The place certainly looked good from the highway. Around back in the parking lot, the big fellow handed Keller a palm-size cardboard folder holding a key card. Only the name of the motel appeared on the key card; the room number, 204, was written on the folder.
“They never told me your name,” the fellow said.
“They never told me yours, either.”
“Meaning let’s keep it that way? Fair enough. Name you’re registered under is Leroy Montrose, and don’t blame me, ’cause I ain’t the one picked it out.”

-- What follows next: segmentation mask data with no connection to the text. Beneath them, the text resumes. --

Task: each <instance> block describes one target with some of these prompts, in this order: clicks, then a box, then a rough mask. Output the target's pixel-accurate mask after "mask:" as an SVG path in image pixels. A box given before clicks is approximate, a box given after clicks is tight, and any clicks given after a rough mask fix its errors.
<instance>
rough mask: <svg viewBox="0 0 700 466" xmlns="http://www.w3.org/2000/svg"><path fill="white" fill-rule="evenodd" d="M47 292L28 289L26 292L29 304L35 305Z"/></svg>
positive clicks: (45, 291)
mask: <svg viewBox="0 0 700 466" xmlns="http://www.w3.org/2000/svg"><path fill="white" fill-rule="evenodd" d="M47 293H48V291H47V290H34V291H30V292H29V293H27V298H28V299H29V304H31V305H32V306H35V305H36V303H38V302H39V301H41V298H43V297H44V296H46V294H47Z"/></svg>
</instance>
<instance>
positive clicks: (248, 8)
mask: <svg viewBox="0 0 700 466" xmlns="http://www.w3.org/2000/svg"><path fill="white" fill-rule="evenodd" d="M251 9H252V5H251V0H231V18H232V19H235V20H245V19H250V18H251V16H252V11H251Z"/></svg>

The hair on the man’s head was neatly cut and styled, and Keller wondered why his barber didn’t do something about the hair growing out of his ears. Keller had never thought of himself as particularly fastidious, but he really didn’t like to look at it, all that hair sprouting out of the guy’s ears.
“Leroy Montrose, Room 204. Any charges, just sign your name. Well, Leroy’s name. You sign your own name, which I guess you like keeping a secret, and they’ll just look at you funny.”